Dans la longue salle, deux lignes d’hommes assis se font face. A gauche, les robes pourpres ou safran des moines bouddhistes, tradition dans laquelle s’inscrit 88 % de la population. A droite, les soutanes blanches des évêques et des cardinaux qui accompagnent le pape, venu pour la première fois soutenir les 700 000 catholiques du pays. De part et d’autre, les visages sont concentrés. Les tensions religieuses et ethniques fragilisent la transition politique birmane après cinquante ans de dictature militaire, et le drame des Rohingya est dans tous les esprits, à défaut d’être dans les mots.

Une demi-heure plus tard, dans son discours, François cite d’une même phrase le Bouddha (« Elimine la colère avec l’absence de colère, vaincs le méchant avec la bonté ») et saint François d’Assise (« Seigneur, fais de moi un instrument de ta paix.
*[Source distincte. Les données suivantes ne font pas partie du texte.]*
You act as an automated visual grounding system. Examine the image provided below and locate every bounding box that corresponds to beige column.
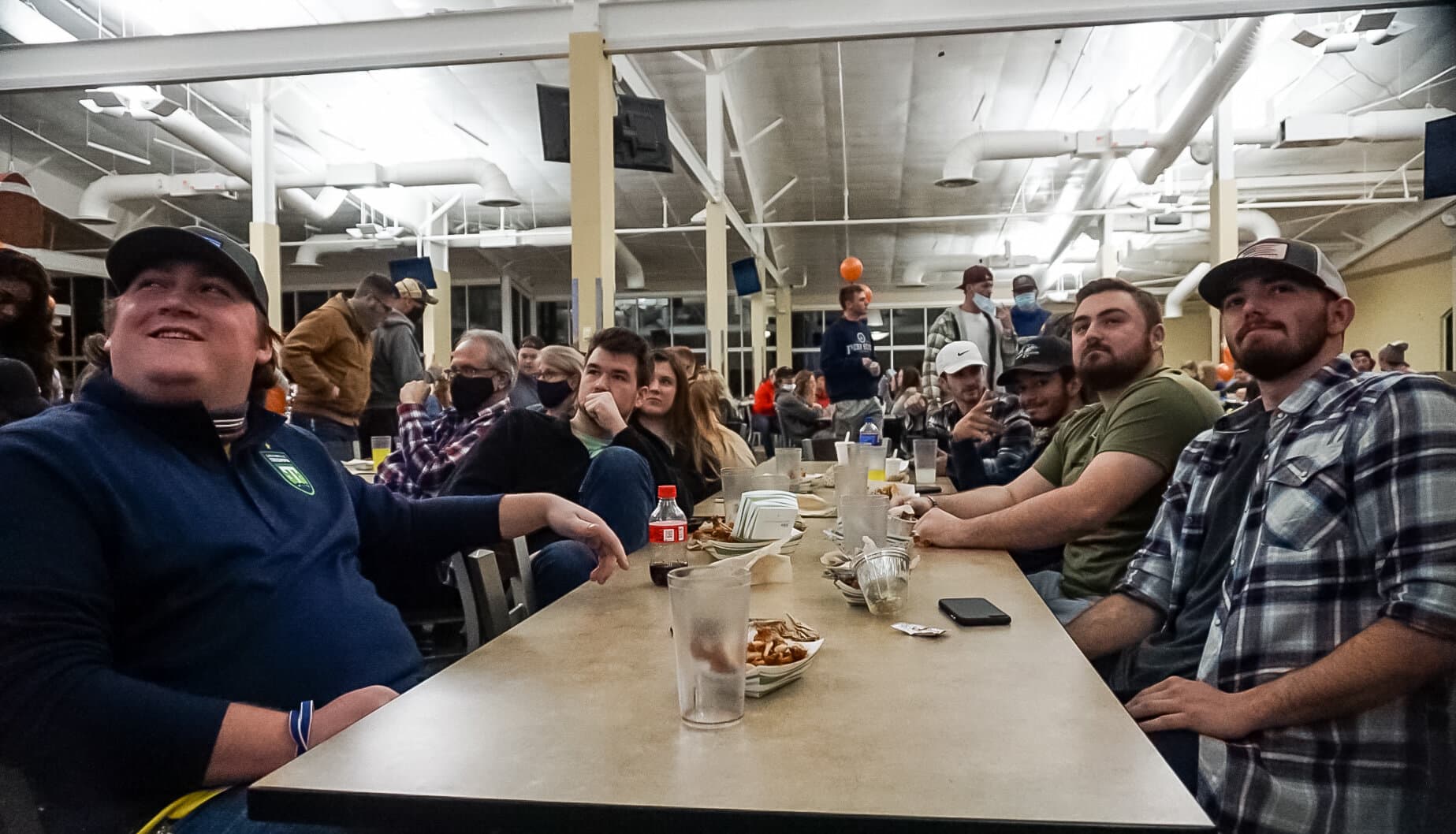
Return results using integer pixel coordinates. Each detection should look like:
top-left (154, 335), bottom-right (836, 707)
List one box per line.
top-left (1208, 76), bottom-right (1239, 363)
top-left (748, 291), bottom-right (769, 382)
top-left (248, 79), bottom-right (282, 330)
top-left (780, 287), bottom-right (794, 365)
top-left (568, 32), bottom-right (617, 349)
Là où est la haine que je porte l’amour, là où est l’offense que je porte le pardon »). « Puisse cette sagesse continuer à inspirer tout effort pour promouvoir la patience et la compréhension, et pour guérir les blessures des conflits qui au fil des années ont divisé les personnes de diverses cultures, ethnies et convictions religieuses » au Myanmar, a souhaité le pontife.
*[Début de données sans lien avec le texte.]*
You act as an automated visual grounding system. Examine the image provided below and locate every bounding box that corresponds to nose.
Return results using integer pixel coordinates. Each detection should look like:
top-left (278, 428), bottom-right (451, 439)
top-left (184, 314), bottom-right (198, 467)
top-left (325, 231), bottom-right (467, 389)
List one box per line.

Nationalisme religieux virulent

Le chef de l’Eglise catholique a voulu cette rencontre avec la plus haute institution du bouddhisme dans le pays pour la convaincre de s’impliquer dans un dialogue interreligieux destiné à réduire les tensions confessionnelles et « dépasser toutes les formes d’incompréhension, d’intolérance, de préjugé et de haine ».
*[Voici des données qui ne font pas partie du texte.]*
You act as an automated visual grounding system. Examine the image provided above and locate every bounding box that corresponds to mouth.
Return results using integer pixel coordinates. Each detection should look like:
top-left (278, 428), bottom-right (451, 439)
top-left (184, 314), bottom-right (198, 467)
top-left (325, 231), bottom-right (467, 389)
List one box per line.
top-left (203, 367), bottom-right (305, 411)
Parallèlement à la transition politique, une fraction du clergé bouddhiste s’est engagée ces dernières années dans un nationalisme religieux virulent qui trouve un écho dans la population et dont les musulmans ont été les premiers à faire les frais.

Les militaires, qui conservent un poids institutionnel y compris après la victoire sans partage du parti d’Aung San Suu Kyi en novembre 2015, ont joué sur cette crispation en se lançant depuis dix-huit mois, et surtout depuis août, dans une répression féroce et à grande échelle contre les populations civiles de Rohingya dans l’ouest du pays, contraignant 600 000 personnes à s’exiler au Bangladesh voisin. Le conseil Sangha a fini par désavouer l’engagement politique des moines les plus extrémistes, mais sans jamais se prononcer sur la politique de l’armée dans l’Etat Rakhine, d’où sont chassés par le sang les Rohingya.

Le pape François a fait valoir au clergé bouddhiste que les leaders religieux ont un rôle particulier à jouer dans la recherche d’une « paix inclusive ». Le matin même, il avait demandé aux quelque 150 000 catholiques venus de tout le pays participer à une messe, à Rangoun, de faire leur part du travail de réconciliation en « renonçant à la vengeance ».

Non-dits de la question Rohingya

Beaucoup ont en effet souffert des diverses guerres civiles dont la Birmanie a été le théâtre ces dernières décennies. Le président du conseil Sangha, Buaddanta Kumarabhivamsa, a semblé souscrire à l’objectif de François. Mais il est difficile de dire à qui il pensait précisément lorsque, sans désigner aucune confession en particulier, il a déploré que des croyances religieuses puissent servir de support au « terrorisme et à l’extrémisme ».

Les non-dits de la question Rohingya ont ressurgi mercredi soir. Interrogé sur la décision du pape de ne pas employer ce terme pour ne pas braquer les militaires, le porte-parole du Vatican, Greg Burke, a fait observer, lors d’une conférence de presse, que le pontife ne peut pas « résoudre des problèmes impossibles ».

A ses côtés, l’un des évêques birmans, John Hsane Hgyi, a semblé douter de la véracité des témoignages laissant à penser que les musulmans du Rakhine sont victimes de ce que les Nations unies ont qualifié de « nettoyage ethnique ». Selon lui, certains des témoignages ne seraient pas « fiables ».